These were the softer 11 BHN bullets.
http://i561.photobucket.com/albums/ss57/Smith29-2/picture2620.jpg



The bullets cast from straight wheel weights
http://i561.photobucket.com/albums/ss57/Smith29-2/picture2574.jpg

runfiverun
08-26-2012, 02:56 PM
had those not sheared off think of what they would look like.
then imagine the wound chanell that was created as they opened and smeared off.

how is the accuracy???

MT Gianni
08-26-2012, 06:38 PM
12" penetration should be a pass through on many whitetails especially through lung tissue. If they are hearty enough to penetrate a shoulder I would hunt with them.

Larry Gibson
08-26-2012, 10:40 PM
In most WWs the antimony is high and the tin is low. The antimony makes for a harder bullet and if the ratio to tin is high it creates a brittleness to the alloy. This is evident in the sloughing off or the expansion petals as your pictures show, even with the + 50% lead.

I suggest you add 2% tin to the WWs. This will balance out the ration of tin to animony, make it more soluable in the lead and make it more maleable. Then add the 50% lead.

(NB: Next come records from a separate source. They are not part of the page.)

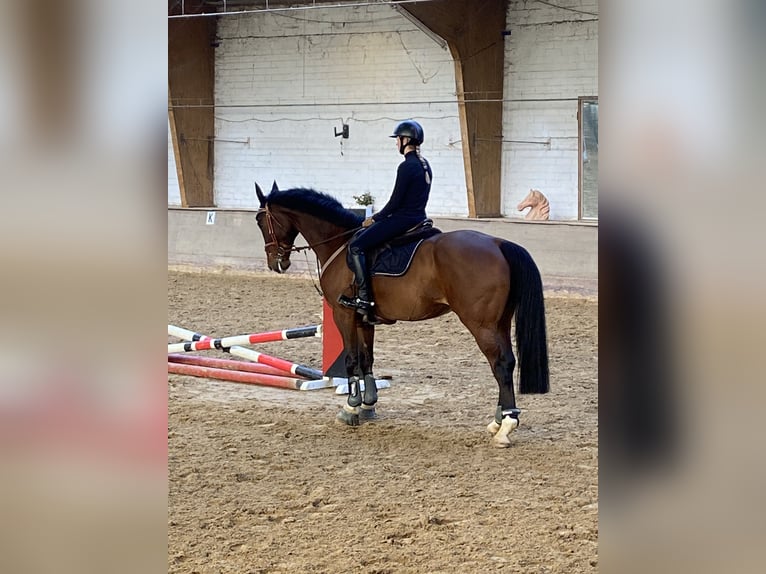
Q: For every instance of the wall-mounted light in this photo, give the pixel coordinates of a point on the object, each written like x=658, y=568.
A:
x=343, y=132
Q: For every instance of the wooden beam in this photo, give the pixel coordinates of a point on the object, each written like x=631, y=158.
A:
x=474, y=33
x=191, y=106
x=176, y=151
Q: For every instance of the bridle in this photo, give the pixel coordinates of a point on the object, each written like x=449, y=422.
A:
x=285, y=249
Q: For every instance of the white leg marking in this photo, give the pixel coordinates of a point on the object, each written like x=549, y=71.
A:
x=493, y=427
x=501, y=439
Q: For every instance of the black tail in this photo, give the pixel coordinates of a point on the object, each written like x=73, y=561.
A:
x=526, y=298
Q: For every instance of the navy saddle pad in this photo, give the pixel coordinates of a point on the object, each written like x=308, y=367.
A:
x=393, y=258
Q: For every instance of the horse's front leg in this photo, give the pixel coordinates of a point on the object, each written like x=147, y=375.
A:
x=346, y=322
x=366, y=338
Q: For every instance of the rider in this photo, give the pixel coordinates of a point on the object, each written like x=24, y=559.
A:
x=404, y=210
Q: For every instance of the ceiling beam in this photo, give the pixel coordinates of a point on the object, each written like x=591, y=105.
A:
x=474, y=32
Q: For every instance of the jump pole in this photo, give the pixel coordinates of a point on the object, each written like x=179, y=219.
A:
x=195, y=338
x=235, y=376
x=226, y=364
x=204, y=343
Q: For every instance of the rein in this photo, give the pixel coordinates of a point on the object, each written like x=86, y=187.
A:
x=283, y=250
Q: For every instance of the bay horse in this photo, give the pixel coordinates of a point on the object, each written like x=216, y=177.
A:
x=484, y=280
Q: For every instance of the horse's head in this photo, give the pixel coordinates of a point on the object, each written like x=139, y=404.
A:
x=539, y=204
x=278, y=231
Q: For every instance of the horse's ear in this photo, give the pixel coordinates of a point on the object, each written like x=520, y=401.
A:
x=259, y=193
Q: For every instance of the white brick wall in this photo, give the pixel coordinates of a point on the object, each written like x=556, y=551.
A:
x=547, y=57
x=174, y=191
x=285, y=83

In your outdoorsman velocities you may find 60 or 70 % lead is necessary to achieve the desired expansion charactoristics. You may also want to try 30-1 or 20-1 lead - tin alloys. All part of the fun is figgering it out. Once you do you will be pleased with the results.

Larry Gibson

MtGun44
08-26-2012, 10:40 PM
With proper placement either would result in a quickly dead deer.

Bill

44man
08-27-2012, 09:29 AM
The 358156 is a wonderful boolit.
I would go to 75% to 25% pure with a tad of tin added to see if the boolit holds together better. Keeping weight up for deer is important. Petals that shear off will reduce internal damage and penetration. Even a rib can ruin your day.
The .357 is pretty fast but boolit weight is light.
I am not surprised the WW boolits also broke but wet paper is tough on a boolit. It has no relation to an animal.

gasboffer
08-27-2012, 11:37 AM
I've taken white-tail with the Hp and the Sp 358156. The solid resulted in more clean kills than the HP. More penetration, I suppose. This was with a .35 Remington.
Straight wheelweights on both.

nanuk
08-27-2012, 11:46 AM
I am not surprised the WW boolits also broke but wet paper is tough on a boolit. It has no relation to an animal.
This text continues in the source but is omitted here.